10. Structural Failures in Europe’s Digital Governance
Despite leading global standards, Europe struggles with effective data governance.
The GDPR is reactive: it acts after harm occurs.
Supervisory authorities are fragmented and underfunded, reducing deterrence.
The EDPB repeatedly calls for harmonization, but tech giants exploit territorial competence—for example, Meta’s choice of Ireland for its European headquarters, where regulators apply a cooperative approach.
Consequently, European citizens enjoy formal equality but unequal enforcement.
New frameworks such as the AI Act and Data Act (2023–2024) attempt to broaden digital sovereignty by addressing data circulation, transparency, and access.
Yet without a cultural shift toward active digital citizenship, these may remain tools of formal compliance, not empowerment.
11. Digital Sovereignty and Substantive Freedom
Digital sovereignty must mean more than technological autonomy; it must ensure personal control over data.
Every citizen should have the ability to decide—easily and reversibly—who may use their data, for how long, and for what purpose.
Italian jurist Stefano Rodotà envisioned this shift: from privacy as “the right to be left alone” to privacy as the power of informational self-determination.
As he wrote, “freedom does not mean escaping power, but being able to control it.”
Achieving this requires three pillars:
- Algorithmic transparency – understanding how data shape automated decisions.
- Platform interoperability – making data portability (Art. 20 GDPR) truly effective.
- Digital literacy – teaching privacy as a civic competence, not merely a legal duty.
Without these, digital sovereignty risks remaining a rhetorical construct, while platforms continue to exercise para-state power legitimized by consent.
12. Conclusion – From Privacy to Substantive Digital Freedom
The evolution of privacy in the 21st century reveals a disturbing trajectory: from fundamental right to bureaucratic ritual.
Clicking “Accept All” has become an entry ticket to society.
Informed consent no longer emancipates—it certifies subjection.
Privacy laws fail not for lack of ideals but for excess of formalism.
They protect the process, not the person; the act of consent, not the substance of freedom.
The future of digital liberty demands more than compliance.
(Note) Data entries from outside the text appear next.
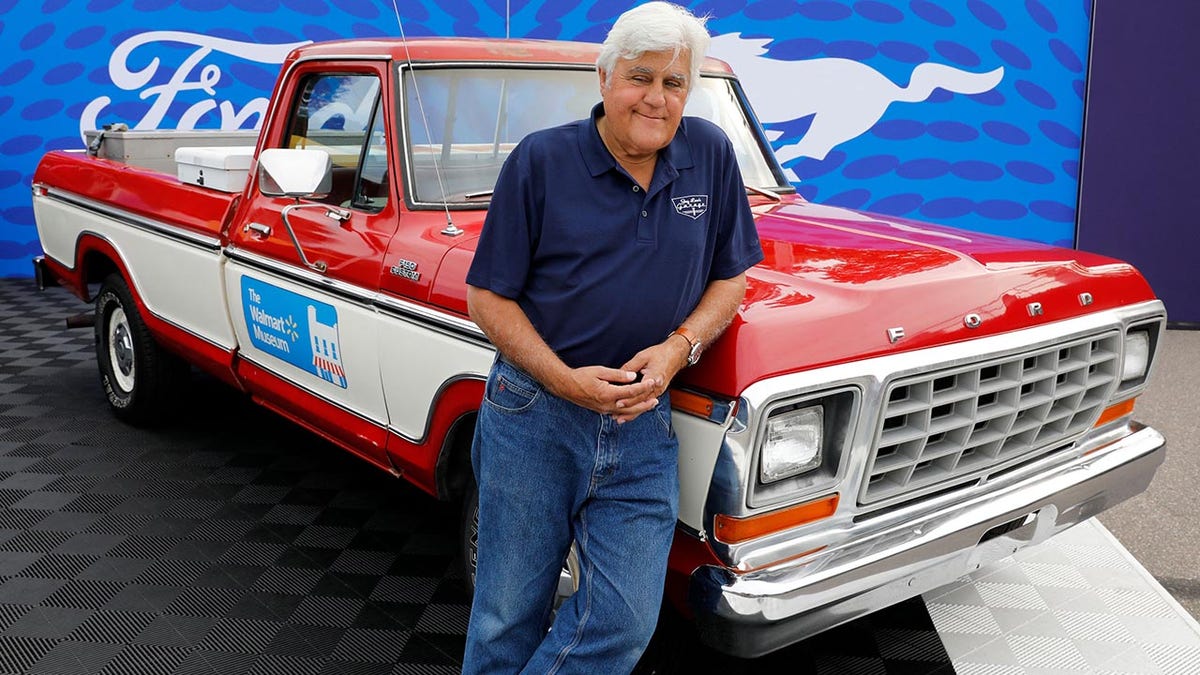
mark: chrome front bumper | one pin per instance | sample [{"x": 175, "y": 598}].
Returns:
[{"x": 760, "y": 611}]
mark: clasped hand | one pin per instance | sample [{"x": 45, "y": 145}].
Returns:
[{"x": 618, "y": 392}]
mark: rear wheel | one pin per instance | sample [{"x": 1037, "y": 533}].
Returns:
[
  {"x": 139, "y": 377},
  {"x": 568, "y": 580}
]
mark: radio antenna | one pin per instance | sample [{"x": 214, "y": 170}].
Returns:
[{"x": 450, "y": 230}]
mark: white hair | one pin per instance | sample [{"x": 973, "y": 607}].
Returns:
[{"x": 655, "y": 27}]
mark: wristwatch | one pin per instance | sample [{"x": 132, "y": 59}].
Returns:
[{"x": 696, "y": 347}]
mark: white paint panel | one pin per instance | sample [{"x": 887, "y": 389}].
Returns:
[
  {"x": 178, "y": 282},
  {"x": 417, "y": 362},
  {"x": 357, "y": 334},
  {"x": 700, "y": 443}
]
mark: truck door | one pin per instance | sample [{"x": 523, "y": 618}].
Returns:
[{"x": 301, "y": 300}]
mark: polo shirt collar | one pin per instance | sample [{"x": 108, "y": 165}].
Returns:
[{"x": 677, "y": 154}]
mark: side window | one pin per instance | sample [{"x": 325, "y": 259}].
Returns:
[{"x": 342, "y": 114}]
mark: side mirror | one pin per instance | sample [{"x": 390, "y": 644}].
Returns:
[{"x": 293, "y": 172}]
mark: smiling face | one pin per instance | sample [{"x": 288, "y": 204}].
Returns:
[{"x": 643, "y": 103}]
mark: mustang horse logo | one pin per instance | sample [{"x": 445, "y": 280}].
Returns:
[{"x": 845, "y": 97}]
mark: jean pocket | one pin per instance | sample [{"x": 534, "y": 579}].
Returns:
[{"x": 511, "y": 390}]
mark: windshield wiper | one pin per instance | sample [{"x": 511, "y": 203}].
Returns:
[{"x": 765, "y": 192}]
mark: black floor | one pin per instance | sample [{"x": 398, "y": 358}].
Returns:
[{"x": 229, "y": 541}]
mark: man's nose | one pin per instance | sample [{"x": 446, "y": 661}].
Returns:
[{"x": 655, "y": 94}]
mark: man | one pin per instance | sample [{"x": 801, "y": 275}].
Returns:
[{"x": 613, "y": 250}]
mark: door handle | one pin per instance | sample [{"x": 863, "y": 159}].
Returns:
[{"x": 258, "y": 228}]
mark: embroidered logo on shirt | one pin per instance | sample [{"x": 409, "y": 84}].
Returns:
[{"x": 691, "y": 205}]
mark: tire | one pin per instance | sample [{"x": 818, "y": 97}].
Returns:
[
  {"x": 568, "y": 581},
  {"x": 138, "y": 376}
]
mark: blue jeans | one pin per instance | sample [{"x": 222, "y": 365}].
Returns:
[{"x": 551, "y": 472}]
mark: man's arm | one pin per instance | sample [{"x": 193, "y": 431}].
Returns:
[{"x": 603, "y": 389}]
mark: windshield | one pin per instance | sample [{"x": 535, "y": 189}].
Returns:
[{"x": 461, "y": 123}]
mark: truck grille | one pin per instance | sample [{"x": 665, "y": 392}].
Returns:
[{"x": 961, "y": 423}]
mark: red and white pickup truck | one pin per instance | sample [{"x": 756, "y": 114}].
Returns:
[{"x": 895, "y": 404}]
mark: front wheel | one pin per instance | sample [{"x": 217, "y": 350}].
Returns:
[
  {"x": 568, "y": 579},
  {"x": 138, "y": 376}
]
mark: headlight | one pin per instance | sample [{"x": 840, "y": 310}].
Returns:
[
  {"x": 1137, "y": 357},
  {"x": 792, "y": 443}
]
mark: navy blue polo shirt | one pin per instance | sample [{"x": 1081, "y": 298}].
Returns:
[{"x": 601, "y": 267}]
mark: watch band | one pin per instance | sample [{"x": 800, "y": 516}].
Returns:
[
  {"x": 693, "y": 340},
  {"x": 687, "y": 335}
]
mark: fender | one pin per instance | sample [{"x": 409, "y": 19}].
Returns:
[{"x": 94, "y": 254}]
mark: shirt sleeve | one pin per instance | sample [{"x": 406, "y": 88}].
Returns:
[
  {"x": 737, "y": 246},
  {"x": 505, "y": 245}
]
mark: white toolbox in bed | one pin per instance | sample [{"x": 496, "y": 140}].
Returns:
[{"x": 217, "y": 167}]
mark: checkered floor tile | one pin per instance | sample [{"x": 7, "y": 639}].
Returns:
[
  {"x": 232, "y": 542},
  {"x": 1077, "y": 603}
]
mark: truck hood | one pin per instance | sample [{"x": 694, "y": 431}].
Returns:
[{"x": 835, "y": 281}]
It requires a new social contract of information, where humans are not data sources but informational citizens endowed with cognitive rights.
We must move from passive protection to active participation.
As Rodotà reminded us, “privacy is not a refuge but a condition of freedom in the information society.”
Our challenge is no longer to defend privacy from its violators, but to liberate it from those who exploit it—legally.
Main References (as cited)
- Regulation (EU) 2016/679 – GDPR, Arts. 1, 6, 7, 8, 17, 20.
- Directive 2002/58/EC (ePrivacy).
- Court of Justice of the EU, Google Spain, C-131/12 (2014).
- Court of Justice of the EU, Schrems I, C-362/14 (2015).
- Court of Justice of the EU, Schrems II, C-311/18 (2020).
- CNIL Decision on Google, Jan. 6, 2022.
- Irish DPC, Meta Platforms Ireland, Jan. 2023.
- Rodotà S., Tecnopolitica, 2004.
- Zuboff S., The Age of Surveillance Capitalism, 2019.
- Srnicek N., Platform Capitalism, 2017.
- Floridi L., The Ethics of Information, 2013.
- Han B.-C., The Transparency Society, 2012.